Arts 101 Prehistoric Art - the Virtual Rome
Essay by Mica Carson • September 23, 2018 • Essay • 632 Words (3 Pages) • 1,326 Views
Mica Carson
ARS Unit 3
The Virtual Rome
Today's technology has reshaped the way in which humans can learn about the ancient world. A perfect example of this is the website idialabs.org, whos creators fabricated a virtual tour of the Pantheon, an architectural monument of ancient Rome. The implementation of this is an extremely helpful resource to study ancient civilizations, helping one grasp the complexity and size of such structure.
The virtual tour is such a helpful tool for many reasons. The first of these countless reasons is how it allows the viewer to immerse themselves in the ancient world as if they were there in person thousands of years ago. This provides a new way to gauge the immensity of the structure and what it would have been like to walk through the Pantheon. Along with the structure itself it contains all of the numerous marble statues and vibrant colors that represented the Roman deities, showing evidence as to how much of their ancient culture revolved around their gods. Another aspect of the tour that is beneficial to learning more about the structure is, as the viewer navigates through-out the maze of buildings in Roman architecture they can virtually interact with the different statues, columns, artwork, etc. and get a detailed description of the objects significance and meaning to the Romans. It is the most effective and efficient way for someone to experience the Pantheon like a roman civilians would have in 27 BC.
With all of the immense strengths that the virtual tour gives there are some limitations that come from the tour being digital, The complexity of the ancient art and the details the artist would include in their works. The digital quality they used doesn’t give a soreal visual of being there it’s very noticeable throughout it is just an animation giving a broad view of the buildings for reference to the learners. Another being the aspect of peripheral vision would give you a different experience of seeing all the the buildings towering over you and seeing the tour as a picture or movie there is still the boundary of perceiving it through the screen and not experiencing it on a physical level.

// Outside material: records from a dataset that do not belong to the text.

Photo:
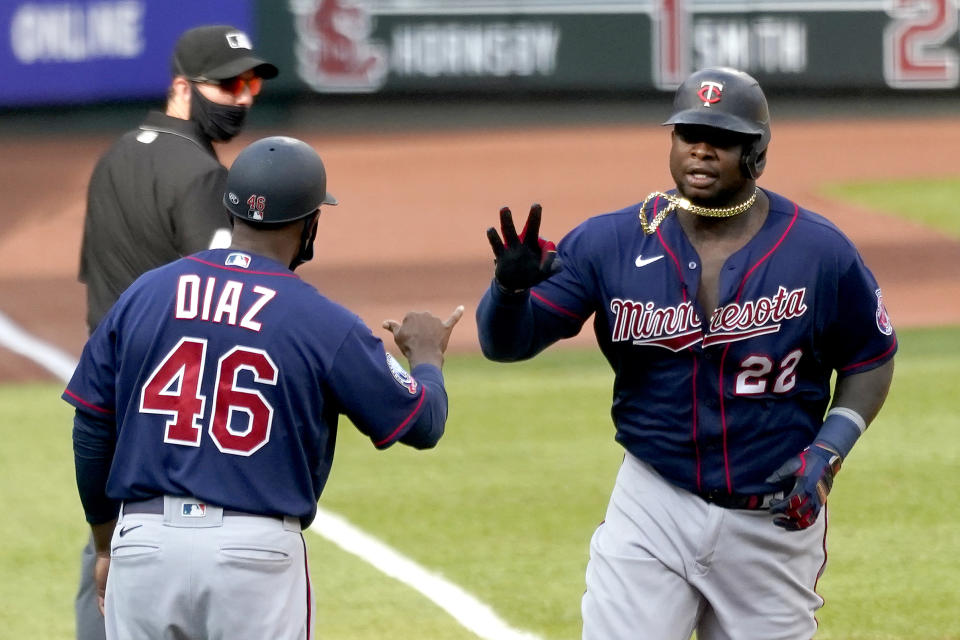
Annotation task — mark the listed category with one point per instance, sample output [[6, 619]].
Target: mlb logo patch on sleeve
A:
[[400, 375], [241, 260]]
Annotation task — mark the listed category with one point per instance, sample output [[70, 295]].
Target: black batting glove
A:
[[522, 260], [814, 469]]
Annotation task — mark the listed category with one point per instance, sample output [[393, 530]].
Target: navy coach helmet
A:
[[276, 180], [728, 99]]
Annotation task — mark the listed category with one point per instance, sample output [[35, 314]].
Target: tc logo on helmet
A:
[[710, 92]]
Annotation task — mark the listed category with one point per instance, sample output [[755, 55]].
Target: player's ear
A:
[[178, 96]]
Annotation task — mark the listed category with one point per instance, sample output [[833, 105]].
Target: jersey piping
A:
[[87, 404], [423, 394], [726, 349]]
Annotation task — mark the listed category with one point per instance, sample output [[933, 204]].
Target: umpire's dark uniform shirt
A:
[[154, 196]]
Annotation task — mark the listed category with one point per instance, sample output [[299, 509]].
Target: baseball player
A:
[[207, 404], [156, 194], [723, 309]]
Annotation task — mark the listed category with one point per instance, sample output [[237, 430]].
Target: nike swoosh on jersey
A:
[[642, 262]]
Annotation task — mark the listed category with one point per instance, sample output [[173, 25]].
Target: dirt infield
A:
[[409, 233]]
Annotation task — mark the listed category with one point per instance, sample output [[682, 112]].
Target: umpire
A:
[[155, 195]]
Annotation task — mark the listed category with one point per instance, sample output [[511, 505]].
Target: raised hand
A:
[[814, 469], [422, 337], [522, 260]]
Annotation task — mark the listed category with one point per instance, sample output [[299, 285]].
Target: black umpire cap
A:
[[217, 52]]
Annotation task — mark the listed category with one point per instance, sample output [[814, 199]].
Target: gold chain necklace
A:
[[677, 202]]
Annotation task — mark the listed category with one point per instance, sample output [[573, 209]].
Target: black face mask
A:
[[218, 122]]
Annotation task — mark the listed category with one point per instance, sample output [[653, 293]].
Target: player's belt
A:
[[753, 502], [154, 506]]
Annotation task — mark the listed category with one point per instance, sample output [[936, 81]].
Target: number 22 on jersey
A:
[[173, 389]]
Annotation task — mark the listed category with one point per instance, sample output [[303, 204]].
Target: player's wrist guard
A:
[[841, 430]]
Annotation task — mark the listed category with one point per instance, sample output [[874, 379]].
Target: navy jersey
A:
[[712, 401], [224, 374]]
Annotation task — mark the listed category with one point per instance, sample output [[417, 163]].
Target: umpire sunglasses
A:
[[235, 85]]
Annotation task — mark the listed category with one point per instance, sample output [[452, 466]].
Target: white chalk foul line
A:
[[46, 355], [463, 607], [467, 610]]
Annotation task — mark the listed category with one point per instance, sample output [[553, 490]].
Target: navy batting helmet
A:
[[276, 180], [727, 99]]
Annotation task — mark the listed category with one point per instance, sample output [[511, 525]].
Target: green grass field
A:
[[505, 506]]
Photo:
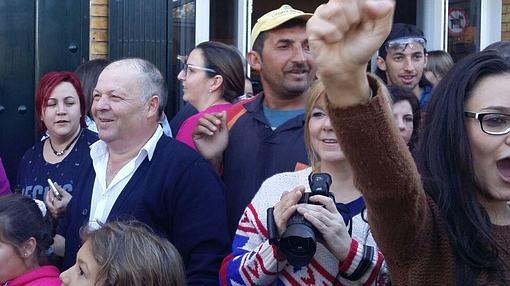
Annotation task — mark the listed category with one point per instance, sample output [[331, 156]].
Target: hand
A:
[[211, 136], [343, 35], [57, 207], [286, 207], [329, 222]]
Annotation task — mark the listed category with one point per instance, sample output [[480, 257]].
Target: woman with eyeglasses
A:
[[345, 255], [451, 226], [212, 78]]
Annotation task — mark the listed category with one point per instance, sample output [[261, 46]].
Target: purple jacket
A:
[[5, 188]]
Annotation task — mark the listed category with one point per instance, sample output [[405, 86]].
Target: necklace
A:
[[61, 153]]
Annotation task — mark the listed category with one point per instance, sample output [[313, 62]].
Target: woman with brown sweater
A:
[[451, 227]]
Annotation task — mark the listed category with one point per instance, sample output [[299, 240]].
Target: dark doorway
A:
[[35, 37]]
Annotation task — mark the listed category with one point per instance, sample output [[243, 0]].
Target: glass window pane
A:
[[463, 27]]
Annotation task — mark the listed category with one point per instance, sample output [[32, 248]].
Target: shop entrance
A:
[[35, 37]]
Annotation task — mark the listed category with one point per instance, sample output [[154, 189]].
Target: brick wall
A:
[[98, 29], [505, 21]]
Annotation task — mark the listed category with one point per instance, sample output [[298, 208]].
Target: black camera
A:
[[299, 241]]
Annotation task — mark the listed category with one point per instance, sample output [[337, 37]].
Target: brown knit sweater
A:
[[406, 223]]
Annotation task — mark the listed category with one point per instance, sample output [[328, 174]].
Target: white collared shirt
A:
[[104, 197]]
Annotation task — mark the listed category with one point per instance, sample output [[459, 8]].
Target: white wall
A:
[[432, 18]]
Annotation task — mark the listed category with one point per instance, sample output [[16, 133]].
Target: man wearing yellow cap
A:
[[264, 134]]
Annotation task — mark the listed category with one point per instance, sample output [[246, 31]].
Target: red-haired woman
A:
[[60, 109]]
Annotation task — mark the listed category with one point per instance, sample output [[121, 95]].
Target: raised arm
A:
[[343, 35]]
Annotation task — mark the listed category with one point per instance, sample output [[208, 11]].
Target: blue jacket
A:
[[178, 195], [255, 152]]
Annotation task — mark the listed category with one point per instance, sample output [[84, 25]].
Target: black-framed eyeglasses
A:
[[492, 123], [185, 66], [401, 44]]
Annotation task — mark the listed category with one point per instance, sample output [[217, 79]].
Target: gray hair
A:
[[150, 81]]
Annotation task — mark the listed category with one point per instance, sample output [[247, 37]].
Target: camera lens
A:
[[298, 244]]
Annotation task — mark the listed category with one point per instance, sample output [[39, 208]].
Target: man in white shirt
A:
[[136, 173]]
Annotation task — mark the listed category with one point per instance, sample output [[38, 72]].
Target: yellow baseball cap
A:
[[275, 18]]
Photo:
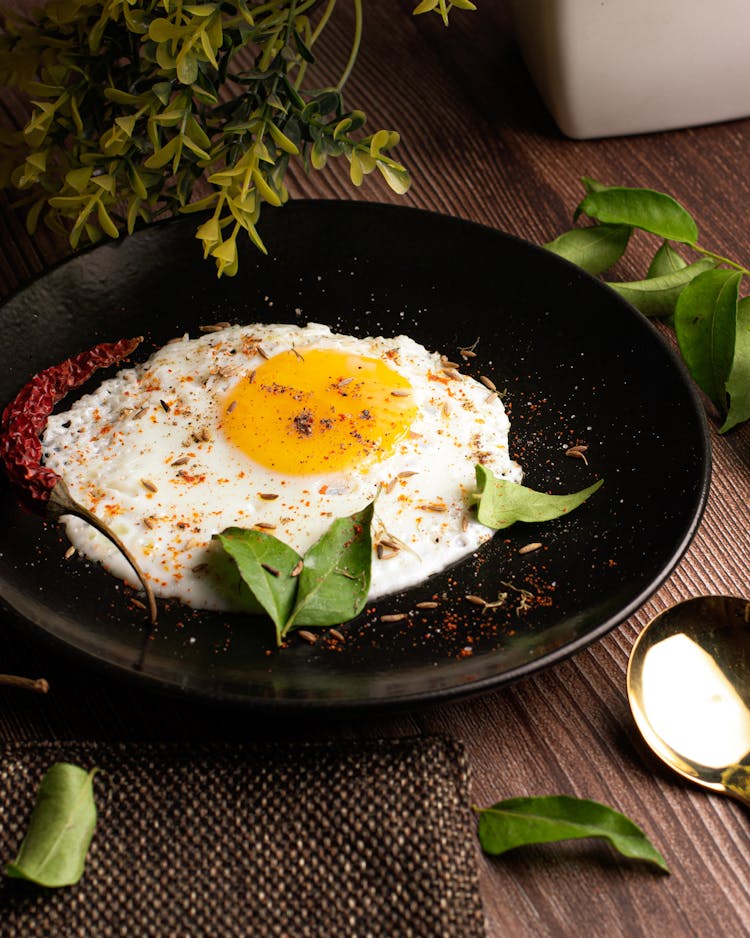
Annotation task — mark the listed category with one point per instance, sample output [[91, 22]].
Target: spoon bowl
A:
[[689, 691]]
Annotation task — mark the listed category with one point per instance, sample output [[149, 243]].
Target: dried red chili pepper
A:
[[25, 418]]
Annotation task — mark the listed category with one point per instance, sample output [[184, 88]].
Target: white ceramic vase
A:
[[611, 67]]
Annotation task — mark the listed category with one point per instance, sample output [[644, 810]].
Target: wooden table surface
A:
[[480, 145]]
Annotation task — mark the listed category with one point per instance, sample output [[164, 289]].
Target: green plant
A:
[[143, 109], [702, 300]]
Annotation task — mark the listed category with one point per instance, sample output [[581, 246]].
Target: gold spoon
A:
[[689, 690]]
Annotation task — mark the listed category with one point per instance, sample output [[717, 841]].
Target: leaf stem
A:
[[720, 258], [355, 45], [36, 685], [322, 22]]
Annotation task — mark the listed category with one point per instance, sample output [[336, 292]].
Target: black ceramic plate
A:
[[579, 365]]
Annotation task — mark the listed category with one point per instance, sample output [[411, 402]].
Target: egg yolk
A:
[[318, 411]]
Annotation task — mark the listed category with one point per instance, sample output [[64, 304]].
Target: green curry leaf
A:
[[657, 296], [666, 261], [335, 578], [266, 566], [706, 325], [595, 249], [53, 852], [501, 502], [517, 822], [738, 382], [646, 209]]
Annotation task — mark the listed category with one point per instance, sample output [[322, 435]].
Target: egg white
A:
[[146, 453]]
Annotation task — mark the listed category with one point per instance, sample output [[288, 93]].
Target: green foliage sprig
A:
[[135, 104], [701, 299]]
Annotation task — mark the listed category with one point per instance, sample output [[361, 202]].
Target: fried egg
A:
[[284, 429]]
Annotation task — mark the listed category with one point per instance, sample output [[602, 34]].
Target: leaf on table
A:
[[738, 382], [502, 502], [666, 261], [595, 249], [517, 822], [265, 565], [647, 209], [657, 296], [53, 852], [706, 326], [335, 579]]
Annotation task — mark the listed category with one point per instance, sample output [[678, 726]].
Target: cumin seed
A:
[[387, 542], [578, 452], [529, 548], [475, 600]]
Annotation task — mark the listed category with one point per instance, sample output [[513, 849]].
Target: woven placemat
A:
[[311, 840]]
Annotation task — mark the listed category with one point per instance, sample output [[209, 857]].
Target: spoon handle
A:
[[736, 780]]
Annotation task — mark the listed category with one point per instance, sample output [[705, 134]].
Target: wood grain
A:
[[480, 145]]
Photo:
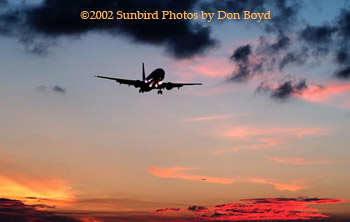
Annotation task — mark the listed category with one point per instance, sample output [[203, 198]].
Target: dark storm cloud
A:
[[343, 73], [284, 11], [245, 67], [317, 34], [267, 209], [284, 90], [16, 211], [241, 54], [297, 58], [56, 89], [296, 44], [38, 28]]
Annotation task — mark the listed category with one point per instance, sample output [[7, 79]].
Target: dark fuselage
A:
[[153, 80]]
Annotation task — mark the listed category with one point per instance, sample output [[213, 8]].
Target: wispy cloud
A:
[[56, 89], [263, 143], [31, 190], [298, 161], [293, 185], [245, 132], [328, 94], [264, 138], [264, 209], [210, 118], [168, 210], [183, 173]]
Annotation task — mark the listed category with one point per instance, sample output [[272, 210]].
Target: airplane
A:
[[152, 81]]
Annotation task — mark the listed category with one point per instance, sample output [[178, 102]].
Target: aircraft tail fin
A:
[[143, 72]]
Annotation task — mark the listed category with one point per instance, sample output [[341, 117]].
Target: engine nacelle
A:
[[138, 83], [169, 86]]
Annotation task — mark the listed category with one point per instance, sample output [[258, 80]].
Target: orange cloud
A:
[[298, 161], [182, 173], [209, 118], [244, 132], [210, 67], [293, 185], [263, 143], [34, 190], [266, 137]]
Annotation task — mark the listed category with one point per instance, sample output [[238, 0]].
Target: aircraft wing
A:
[[170, 85], [129, 82]]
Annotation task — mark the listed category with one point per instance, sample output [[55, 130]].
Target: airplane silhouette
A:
[[152, 81]]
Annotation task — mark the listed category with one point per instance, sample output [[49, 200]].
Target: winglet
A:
[[143, 72]]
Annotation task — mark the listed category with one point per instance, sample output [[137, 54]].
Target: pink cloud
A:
[[210, 67], [263, 143], [324, 94], [209, 118], [244, 132], [264, 209], [264, 138], [298, 161], [169, 210], [183, 173], [293, 186]]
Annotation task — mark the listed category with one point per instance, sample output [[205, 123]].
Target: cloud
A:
[[50, 191], [298, 161], [168, 210], [262, 143], [182, 173], [210, 118], [39, 27], [265, 137], [17, 211], [293, 47], [284, 90], [197, 209], [266, 209], [247, 132], [293, 185], [56, 89]]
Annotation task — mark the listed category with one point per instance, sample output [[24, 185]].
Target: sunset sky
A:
[[269, 127]]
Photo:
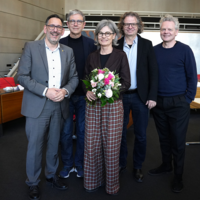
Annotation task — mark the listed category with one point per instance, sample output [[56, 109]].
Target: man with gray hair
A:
[[176, 89], [142, 94], [82, 47], [47, 72]]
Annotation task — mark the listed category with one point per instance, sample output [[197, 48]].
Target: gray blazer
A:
[[33, 76]]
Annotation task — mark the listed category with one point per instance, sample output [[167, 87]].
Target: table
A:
[[10, 107], [195, 105]]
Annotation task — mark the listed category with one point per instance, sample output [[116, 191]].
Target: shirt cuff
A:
[[44, 93], [66, 91]]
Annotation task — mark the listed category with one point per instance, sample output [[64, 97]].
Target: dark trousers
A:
[[140, 119], [171, 117], [50, 121], [77, 104]]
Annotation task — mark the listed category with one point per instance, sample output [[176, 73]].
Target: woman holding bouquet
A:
[[103, 125]]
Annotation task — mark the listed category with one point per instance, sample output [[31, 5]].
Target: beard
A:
[[53, 42]]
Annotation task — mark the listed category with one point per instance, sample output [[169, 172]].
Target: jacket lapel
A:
[[139, 52], [62, 59], [85, 47], [121, 43], [43, 54]]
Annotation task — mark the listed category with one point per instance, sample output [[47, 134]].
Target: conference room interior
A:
[[23, 21]]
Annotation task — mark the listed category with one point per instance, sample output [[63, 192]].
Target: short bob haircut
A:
[[112, 26], [53, 16], [170, 18], [132, 14], [74, 12]]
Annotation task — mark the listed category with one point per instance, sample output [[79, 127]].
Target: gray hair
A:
[[74, 12], [170, 18], [112, 26]]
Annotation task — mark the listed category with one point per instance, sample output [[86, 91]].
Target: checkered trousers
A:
[[103, 131]]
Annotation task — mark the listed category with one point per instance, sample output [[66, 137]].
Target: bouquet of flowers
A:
[[104, 84]]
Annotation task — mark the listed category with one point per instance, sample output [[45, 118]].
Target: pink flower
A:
[[110, 76], [100, 71], [111, 83], [106, 81], [108, 93], [94, 84], [100, 76]]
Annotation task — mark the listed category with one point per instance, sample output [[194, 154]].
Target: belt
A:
[[131, 91]]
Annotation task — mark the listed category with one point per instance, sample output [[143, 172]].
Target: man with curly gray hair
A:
[[176, 89], [142, 95]]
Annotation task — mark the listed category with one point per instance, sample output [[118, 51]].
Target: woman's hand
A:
[[91, 96]]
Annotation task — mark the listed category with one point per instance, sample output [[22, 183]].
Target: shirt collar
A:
[[49, 49], [135, 41]]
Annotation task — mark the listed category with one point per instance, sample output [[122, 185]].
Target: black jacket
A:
[[147, 69]]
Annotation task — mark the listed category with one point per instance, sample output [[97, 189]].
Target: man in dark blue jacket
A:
[[177, 85], [82, 47]]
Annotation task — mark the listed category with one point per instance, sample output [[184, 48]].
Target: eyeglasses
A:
[[130, 24], [72, 22], [52, 27], [107, 34]]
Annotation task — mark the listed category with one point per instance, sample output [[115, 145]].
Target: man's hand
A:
[[55, 94], [151, 104], [91, 96]]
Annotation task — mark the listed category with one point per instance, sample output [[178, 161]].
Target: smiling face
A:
[[76, 25], [168, 32], [53, 36], [106, 40], [130, 30]]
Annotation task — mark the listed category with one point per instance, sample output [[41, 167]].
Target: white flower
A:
[[94, 70], [111, 83], [100, 76], [99, 95], [108, 93], [94, 90], [93, 84]]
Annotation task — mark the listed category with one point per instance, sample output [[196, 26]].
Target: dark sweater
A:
[[177, 71], [77, 46]]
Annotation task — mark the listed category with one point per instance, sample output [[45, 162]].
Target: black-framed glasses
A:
[[72, 22], [52, 27], [130, 24], [107, 34]]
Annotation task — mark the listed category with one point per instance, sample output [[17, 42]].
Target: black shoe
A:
[[115, 194], [159, 170], [57, 183], [93, 190], [137, 173], [121, 169], [34, 192], [177, 185]]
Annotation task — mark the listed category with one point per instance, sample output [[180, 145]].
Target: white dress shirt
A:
[[132, 59]]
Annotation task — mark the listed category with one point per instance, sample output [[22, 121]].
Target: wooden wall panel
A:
[[135, 5], [51, 5], [17, 27], [7, 58], [9, 45]]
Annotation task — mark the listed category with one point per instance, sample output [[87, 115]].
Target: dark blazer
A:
[[88, 45], [147, 69], [33, 75], [117, 62]]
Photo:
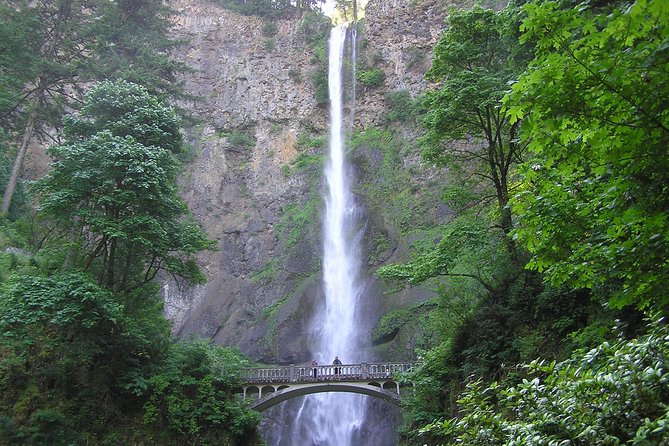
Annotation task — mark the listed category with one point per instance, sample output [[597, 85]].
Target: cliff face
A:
[[255, 178]]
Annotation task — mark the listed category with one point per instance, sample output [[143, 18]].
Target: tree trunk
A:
[[20, 156]]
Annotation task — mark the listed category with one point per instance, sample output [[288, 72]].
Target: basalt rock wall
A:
[[254, 181]]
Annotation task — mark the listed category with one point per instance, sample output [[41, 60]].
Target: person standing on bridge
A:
[[337, 362], [315, 364]]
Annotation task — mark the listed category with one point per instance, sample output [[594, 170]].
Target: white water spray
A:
[[334, 419]]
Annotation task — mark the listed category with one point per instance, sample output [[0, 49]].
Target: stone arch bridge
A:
[[269, 386]]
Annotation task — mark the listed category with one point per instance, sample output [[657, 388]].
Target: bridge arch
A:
[[295, 391]]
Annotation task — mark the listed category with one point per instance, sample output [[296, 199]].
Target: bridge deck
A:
[[326, 373]]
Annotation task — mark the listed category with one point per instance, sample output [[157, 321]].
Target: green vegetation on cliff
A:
[[561, 243], [86, 356]]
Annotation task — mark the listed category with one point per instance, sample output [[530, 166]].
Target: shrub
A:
[[371, 78], [613, 394]]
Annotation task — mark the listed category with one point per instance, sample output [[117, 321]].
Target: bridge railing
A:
[[307, 373]]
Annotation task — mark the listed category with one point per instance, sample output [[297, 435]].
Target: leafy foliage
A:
[[80, 365], [593, 210], [370, 78], [613, 394], [402, 108], [268, 8], [474, 61], [66, 353], [115, 180], [193, 396]]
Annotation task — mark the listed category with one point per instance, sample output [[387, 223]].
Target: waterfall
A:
[[334, 419]]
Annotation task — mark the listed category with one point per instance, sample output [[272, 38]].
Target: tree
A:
[[114, 180], [474, 61], [73, 42], [593, 209]]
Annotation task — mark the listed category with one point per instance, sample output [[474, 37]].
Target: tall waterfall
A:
[[334, 419]]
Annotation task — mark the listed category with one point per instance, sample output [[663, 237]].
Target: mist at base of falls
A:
[[337, 327]]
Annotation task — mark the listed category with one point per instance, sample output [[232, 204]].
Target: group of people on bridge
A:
[[336, 362]]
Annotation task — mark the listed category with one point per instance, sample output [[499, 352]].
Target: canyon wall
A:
[[258, 141]]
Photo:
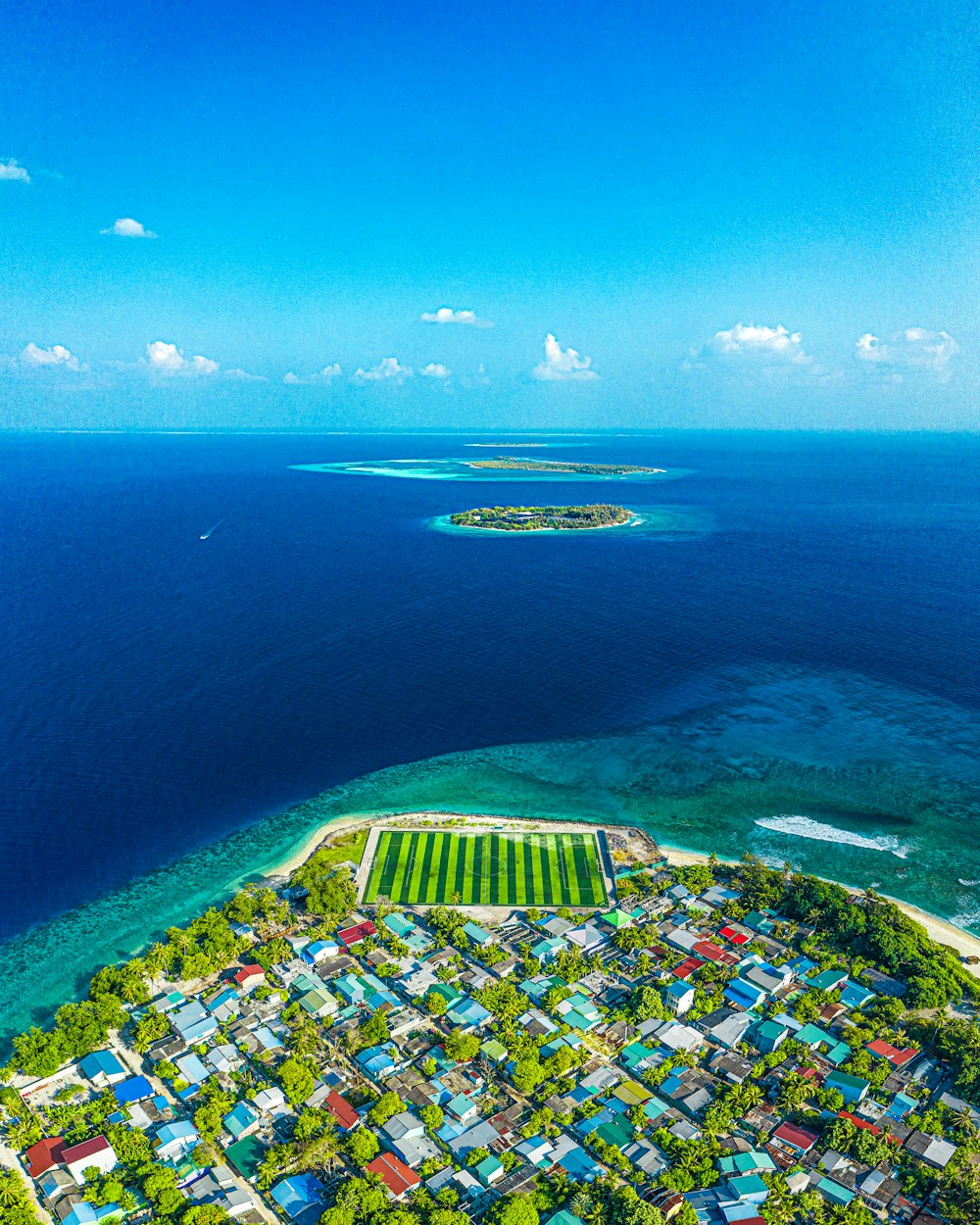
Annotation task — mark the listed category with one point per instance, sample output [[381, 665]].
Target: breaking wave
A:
[[805, 827]]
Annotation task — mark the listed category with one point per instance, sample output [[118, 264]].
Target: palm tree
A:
[[11, 1195]]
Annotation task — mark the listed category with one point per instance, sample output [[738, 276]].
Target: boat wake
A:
[[805, 827]]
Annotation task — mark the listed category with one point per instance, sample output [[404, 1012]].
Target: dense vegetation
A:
[[537, 518], [873, 931], [586, 469]]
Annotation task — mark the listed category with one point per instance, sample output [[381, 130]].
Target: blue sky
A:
[[736, 216]]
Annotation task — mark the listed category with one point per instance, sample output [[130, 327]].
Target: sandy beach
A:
[[939, 929], [942, 931]]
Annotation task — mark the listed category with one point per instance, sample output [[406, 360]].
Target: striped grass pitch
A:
[[419, 867]]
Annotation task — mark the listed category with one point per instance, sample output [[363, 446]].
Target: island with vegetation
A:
[[723, 1034], [542, 518], [563, 466]]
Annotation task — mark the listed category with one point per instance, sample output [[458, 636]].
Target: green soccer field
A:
[[490, 870]]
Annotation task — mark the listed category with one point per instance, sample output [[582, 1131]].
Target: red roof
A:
[[43, 1155], [395, 1174], [342, 1110], [707, 950], [356, 935], [87, 1148], [895, 1056], [687, 968], [863, 1125], [248, 971], [797, 1137]]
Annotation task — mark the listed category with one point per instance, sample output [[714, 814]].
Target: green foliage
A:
[[387, 1106], [527, 1076], [15, 1203], [151, 1028], [373, 1032], [461, 1047], [160, 1187], [362, 1147], [514, 1209], [329, 892], [436, 1004], [537, 518], [297, 1078]]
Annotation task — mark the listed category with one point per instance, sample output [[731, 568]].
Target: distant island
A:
[[584, 469], [542, 518]]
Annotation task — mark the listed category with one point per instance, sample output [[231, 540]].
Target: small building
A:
[[347, 1117], [769, 1035], [679, 998], [248, 978], [462, 1107], [895, 1054], [299, 1199], [852, 1087], [241, 1120], [795, 1141], [174, 1140], [319, 951], [102, 1068], [352, 936], [398, 1177], [44, 1155], [97, 1152], [478, 936], [489, 1171]]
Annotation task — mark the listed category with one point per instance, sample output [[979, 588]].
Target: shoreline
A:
[[939, 929]]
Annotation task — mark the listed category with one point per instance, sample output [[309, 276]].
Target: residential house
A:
[[679, 998], [96, 1152], [398, 1179], [102, 1068], [299, 1197]]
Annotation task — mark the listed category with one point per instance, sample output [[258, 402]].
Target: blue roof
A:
[[135, 1089], [297, 1194], [101, 1062]]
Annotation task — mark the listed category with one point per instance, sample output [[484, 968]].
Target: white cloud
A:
[[759, 341], [126, 226], [447, 315], [322, 376], [387, 370], [11, 172], [167, 359], [58, 357], [563, 366], [912, 349], [243, 375]]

A still image of the real pantheon will provide more defined detail of one specific frame in comparison to the virtual tour. This is only specific to one frozen frame so on the contrary, a still image will give much less information than the virtual tour, unless the viewers goal is to focus primarily on one object. Another thing that separates the two forms of viewing is that it is much more hard to scale the depth in a photo but rather easy in the virtual tour.
The thing that neither still photography or virtual tours will ever be able to render is the physical aspect of the Pantheon. Comparing this online tour to the recreation of the Greek Parthenon in Nashville, it frakely does not compare. An image or animated render is a great resource for studying but it will never contest the physical object. The aspects of experiencing in person if extremely different, providing the best scale of depth, meticulous detail, texture, color and size.